Govt recruits young blood to empower rural India
These might not be the best days of Prime Minister Manmohan Singh’s eight-year tenure, but with the general elections just two years away, youngsters selected for fellowships named after his position are going to villages for ensuring efficient implementation of rural development programmes.
This Saturday, as many as 156 fellows — among them graduates from prestigious institutes such as the IITs and JNU — will be deployed in each of the 78 districts of central India. They will assist the collectors concerned and work towards ensuring better delivery of schemes, improving the planning process, refurbishing machinery and influencing government decisions for quick redress of problems.
The Prime Minister Rural Development Fellows, aged between 22 and 31 years, are selected from 8,560 applicants, and are paid a remuneration of R75, 000 per month. The tenure of the “development facilitators” is two years – close to the date for the next general polls.

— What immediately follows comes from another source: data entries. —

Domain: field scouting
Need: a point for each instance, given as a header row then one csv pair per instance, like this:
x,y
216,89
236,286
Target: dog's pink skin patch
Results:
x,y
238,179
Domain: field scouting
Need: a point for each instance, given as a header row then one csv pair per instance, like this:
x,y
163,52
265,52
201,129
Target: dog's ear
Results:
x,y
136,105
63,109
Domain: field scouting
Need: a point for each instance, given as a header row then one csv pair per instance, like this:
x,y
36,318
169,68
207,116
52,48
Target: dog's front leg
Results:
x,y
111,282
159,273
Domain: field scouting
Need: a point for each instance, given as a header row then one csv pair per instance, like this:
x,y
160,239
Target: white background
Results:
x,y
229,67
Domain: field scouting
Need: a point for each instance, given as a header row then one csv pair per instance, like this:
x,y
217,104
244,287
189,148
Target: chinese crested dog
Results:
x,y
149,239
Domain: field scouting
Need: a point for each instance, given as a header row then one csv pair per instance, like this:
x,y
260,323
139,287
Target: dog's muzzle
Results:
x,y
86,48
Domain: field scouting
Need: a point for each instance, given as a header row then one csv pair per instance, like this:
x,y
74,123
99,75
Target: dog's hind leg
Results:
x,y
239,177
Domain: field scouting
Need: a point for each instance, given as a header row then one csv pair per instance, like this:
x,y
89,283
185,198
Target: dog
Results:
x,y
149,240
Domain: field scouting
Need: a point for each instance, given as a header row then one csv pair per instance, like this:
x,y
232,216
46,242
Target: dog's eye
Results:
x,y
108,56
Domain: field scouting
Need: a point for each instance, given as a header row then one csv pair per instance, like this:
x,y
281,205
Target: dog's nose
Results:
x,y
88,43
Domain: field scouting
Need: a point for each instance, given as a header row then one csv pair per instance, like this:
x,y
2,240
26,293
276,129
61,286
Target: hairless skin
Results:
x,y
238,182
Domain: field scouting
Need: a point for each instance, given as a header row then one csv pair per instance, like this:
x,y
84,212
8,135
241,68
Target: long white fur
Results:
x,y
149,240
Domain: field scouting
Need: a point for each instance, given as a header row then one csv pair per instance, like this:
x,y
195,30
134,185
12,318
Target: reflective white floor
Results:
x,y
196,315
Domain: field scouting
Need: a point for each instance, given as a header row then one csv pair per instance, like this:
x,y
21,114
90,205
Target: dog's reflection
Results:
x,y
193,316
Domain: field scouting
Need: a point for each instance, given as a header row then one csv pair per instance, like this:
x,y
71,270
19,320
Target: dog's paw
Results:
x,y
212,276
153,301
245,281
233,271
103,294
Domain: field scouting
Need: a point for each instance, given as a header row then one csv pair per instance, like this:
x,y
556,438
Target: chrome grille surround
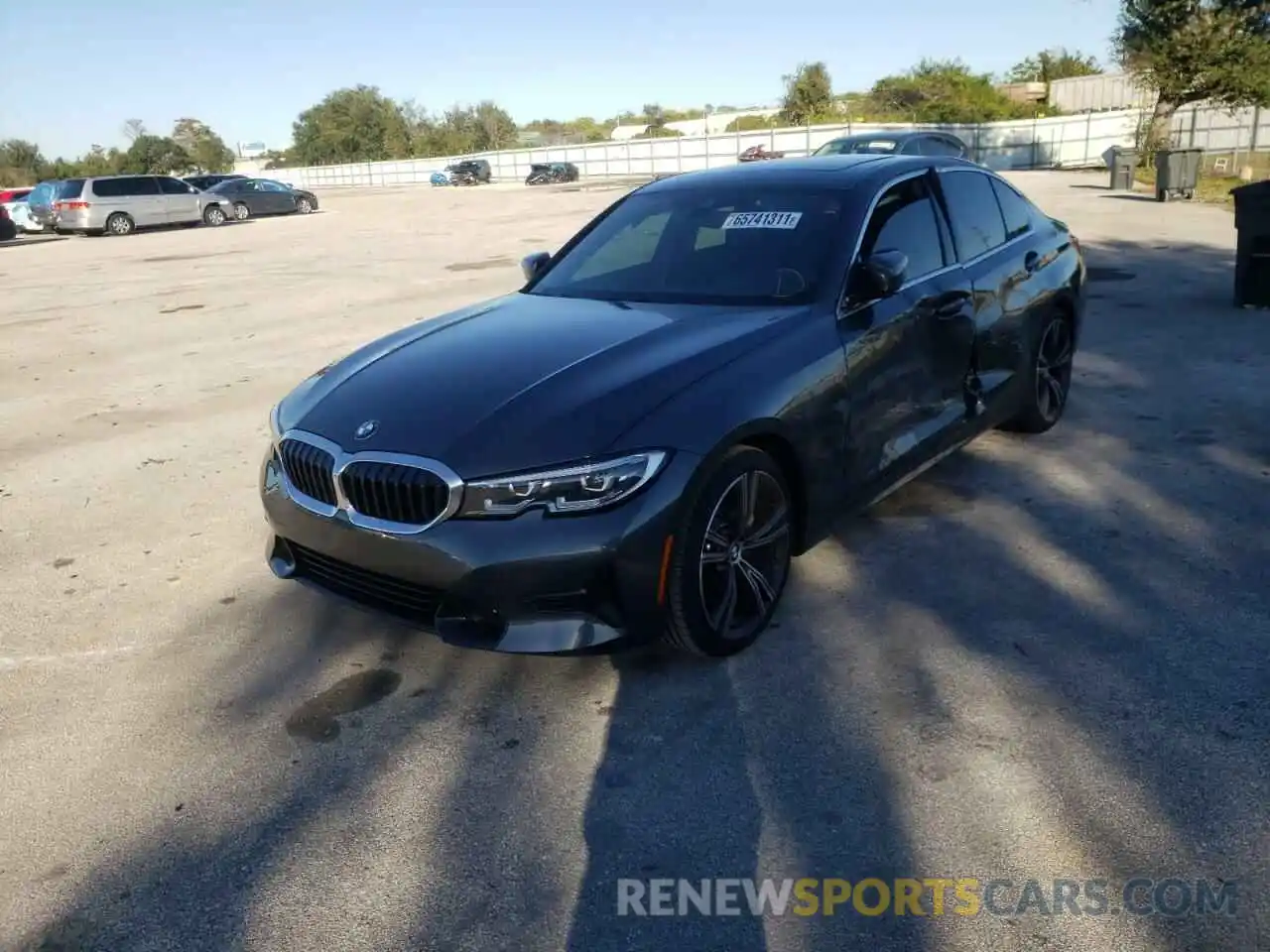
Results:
x,y
344,506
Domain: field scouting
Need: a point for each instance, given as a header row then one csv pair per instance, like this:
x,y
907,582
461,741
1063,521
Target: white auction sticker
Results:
x,y
762,220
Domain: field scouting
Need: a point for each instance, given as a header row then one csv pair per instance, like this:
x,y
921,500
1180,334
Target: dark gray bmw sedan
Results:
x,y
679,402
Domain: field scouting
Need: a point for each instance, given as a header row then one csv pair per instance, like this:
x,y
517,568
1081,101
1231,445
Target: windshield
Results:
x,y
722,246
848,146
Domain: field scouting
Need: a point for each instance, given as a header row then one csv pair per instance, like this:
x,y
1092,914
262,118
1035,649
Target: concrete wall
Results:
x,y
1067,141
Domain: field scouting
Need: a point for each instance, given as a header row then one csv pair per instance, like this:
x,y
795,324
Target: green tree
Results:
x,y
1191,51
1051,64
943,91
206,150
157,155
808,94
352,125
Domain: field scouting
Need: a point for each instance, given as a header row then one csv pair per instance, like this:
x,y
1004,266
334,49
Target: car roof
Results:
x,y
835,172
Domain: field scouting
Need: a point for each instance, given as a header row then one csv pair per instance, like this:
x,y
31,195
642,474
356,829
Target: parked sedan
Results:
x,y
679,402
252,197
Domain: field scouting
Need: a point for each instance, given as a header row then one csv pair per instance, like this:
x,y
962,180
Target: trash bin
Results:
x,y
1123,163
1252,249
1178,172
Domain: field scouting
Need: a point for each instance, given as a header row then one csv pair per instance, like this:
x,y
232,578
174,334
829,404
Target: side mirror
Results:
x,y
880,275
532,266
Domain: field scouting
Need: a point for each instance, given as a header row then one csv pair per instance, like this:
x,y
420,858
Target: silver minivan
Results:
x,y
119,204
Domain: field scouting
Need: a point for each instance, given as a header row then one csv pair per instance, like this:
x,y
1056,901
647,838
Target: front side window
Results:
x,y
702,245
907,221
973,212
68,189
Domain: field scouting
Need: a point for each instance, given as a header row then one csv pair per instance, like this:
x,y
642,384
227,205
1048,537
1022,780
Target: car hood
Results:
x,y
524,381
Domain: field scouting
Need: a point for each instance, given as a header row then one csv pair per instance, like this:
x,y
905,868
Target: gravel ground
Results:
x,y
1046,658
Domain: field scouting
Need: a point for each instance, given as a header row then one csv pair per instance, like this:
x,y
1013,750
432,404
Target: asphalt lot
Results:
x,y
1046,658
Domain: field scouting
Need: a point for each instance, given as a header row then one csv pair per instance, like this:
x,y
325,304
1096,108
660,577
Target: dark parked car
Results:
x,y
931,144
757,154
552,173
470,172
264,197
206,181
676,403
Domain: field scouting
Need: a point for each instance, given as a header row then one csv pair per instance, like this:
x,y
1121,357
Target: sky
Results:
x,y
248,68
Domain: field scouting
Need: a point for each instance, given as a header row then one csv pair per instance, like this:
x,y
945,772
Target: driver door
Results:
x,y
903,402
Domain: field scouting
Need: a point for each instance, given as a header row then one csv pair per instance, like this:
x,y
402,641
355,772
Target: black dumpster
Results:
x,y
1252,252
1123,163
1178,173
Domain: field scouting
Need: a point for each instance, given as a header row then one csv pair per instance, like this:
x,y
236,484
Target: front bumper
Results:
x,y
534,584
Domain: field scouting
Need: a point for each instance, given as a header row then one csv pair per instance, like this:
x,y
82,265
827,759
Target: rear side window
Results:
x,y
1016,209
974,213
67,189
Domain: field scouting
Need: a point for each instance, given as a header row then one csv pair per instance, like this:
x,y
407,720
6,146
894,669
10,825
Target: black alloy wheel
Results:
x,y
1051,375
730,563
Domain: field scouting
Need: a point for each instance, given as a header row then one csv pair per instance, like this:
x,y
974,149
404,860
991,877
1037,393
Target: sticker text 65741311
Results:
x,y
762,220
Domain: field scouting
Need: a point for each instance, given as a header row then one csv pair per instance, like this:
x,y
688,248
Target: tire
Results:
x,y
707,562
1048,379
119,225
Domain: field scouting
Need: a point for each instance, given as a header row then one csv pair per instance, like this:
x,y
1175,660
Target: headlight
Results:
x,y
575,489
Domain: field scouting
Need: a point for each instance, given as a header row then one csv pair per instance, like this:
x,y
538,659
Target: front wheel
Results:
x,y
1049,379
731,560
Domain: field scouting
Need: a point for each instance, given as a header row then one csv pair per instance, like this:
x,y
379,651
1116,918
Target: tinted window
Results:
x,y
849,146
70,188
934,145
973,209
705,246
1016,209
906,221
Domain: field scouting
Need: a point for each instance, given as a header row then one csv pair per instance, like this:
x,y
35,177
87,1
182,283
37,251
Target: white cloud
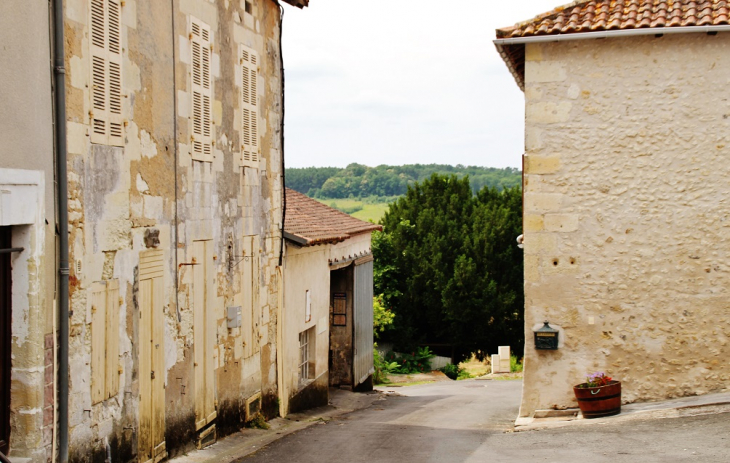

“The idea is to provide rural India with unbiased and dedicated youngsters who are willing to work for the betterment of the other India. They will also provide much-needed feedback from the states,” said a rural development official.
Last September, rural development minister Jairam Ramesh announced the fellowships following a workshop on development activities in Maoist areas. It was done after taking into account the need to strengthen grass root structures – from block level agencies to panchayats – and reach out to people in these conflict zones. At Rs 75, 000 per month, and a 10% hike next year, the PMRDF is the top fellowship in the country.
“The unprecedented remuneration offered under the fellowship helped attract the best talents — some of them from abroad,” said an official.